I've seen $\mathbb{K}$ in a few places defining affine function without a definition, wondering what it means. For example:
A function $f : \mathbb{K}^m \to \mathbb{K}^n$ is affine if there exists a vector $\vec{b} \in \mathbb{K}^n$ and a matrix $A \in \mathbb{K}^{m\times n}$ such that:
$$\forall\vec{x} \in \mathbb{K}^m, f(\vec{x}) = A\vec{x}+\vec{b}$$
On
It usually stands for field. It comes from German word Körper.
From wikipedia:
In $1871$ Richard Dedekind introduced, for a set of real or complex numbers which is closed under the four arithmetic operations, the German word Körper, which means "body" or "corpus" (to suggest an organically closed entity). The English term "field" was introduced by Moore (1893)

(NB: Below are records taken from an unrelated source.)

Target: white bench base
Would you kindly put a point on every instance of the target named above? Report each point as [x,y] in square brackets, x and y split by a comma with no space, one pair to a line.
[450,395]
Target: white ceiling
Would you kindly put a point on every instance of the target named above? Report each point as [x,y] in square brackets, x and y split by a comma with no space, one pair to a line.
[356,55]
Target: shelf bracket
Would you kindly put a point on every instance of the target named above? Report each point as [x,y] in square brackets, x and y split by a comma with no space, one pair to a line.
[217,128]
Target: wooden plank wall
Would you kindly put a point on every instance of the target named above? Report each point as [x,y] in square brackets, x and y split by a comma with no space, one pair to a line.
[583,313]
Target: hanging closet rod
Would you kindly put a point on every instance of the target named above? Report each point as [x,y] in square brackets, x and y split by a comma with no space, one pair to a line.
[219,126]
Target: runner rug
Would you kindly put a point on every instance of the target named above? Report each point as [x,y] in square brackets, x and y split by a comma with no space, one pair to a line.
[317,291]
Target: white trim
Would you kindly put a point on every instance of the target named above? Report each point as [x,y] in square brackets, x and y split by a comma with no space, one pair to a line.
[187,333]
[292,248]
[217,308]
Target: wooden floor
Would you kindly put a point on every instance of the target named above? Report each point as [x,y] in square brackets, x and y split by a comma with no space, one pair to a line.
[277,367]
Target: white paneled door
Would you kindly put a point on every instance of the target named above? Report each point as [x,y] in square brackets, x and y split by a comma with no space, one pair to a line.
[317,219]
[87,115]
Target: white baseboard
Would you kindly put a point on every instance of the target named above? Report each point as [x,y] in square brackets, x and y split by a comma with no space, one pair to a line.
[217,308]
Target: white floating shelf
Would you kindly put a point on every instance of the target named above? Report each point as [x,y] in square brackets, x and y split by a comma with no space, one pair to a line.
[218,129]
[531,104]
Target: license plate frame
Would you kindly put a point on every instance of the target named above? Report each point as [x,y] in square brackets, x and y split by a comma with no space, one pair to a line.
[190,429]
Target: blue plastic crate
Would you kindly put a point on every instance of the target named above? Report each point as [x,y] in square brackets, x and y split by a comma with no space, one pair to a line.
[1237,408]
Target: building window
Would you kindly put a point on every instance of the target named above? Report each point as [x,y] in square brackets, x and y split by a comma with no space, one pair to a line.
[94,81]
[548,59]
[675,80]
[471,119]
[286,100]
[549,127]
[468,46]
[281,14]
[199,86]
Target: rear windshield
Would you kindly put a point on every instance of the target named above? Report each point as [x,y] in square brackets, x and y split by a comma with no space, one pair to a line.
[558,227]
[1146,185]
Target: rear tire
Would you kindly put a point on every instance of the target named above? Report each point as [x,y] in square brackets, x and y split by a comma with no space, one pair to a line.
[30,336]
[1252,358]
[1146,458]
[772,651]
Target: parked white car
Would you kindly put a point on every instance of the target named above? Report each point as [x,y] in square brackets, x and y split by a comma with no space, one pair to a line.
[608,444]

The symbol $\mathbb{K}$ is just a variable, like any other. It does not have any fixed meaning.
However, it is traditional to use the letter $k$ (and variants of it) to denote fields. So, $\mathbb{K}$ would usually denote some particular field which is fixed throughout what you are doing. It's rather lazy to just start using it with such a meaning without including a line like "Let $\mathbb{K}$ be a field", though.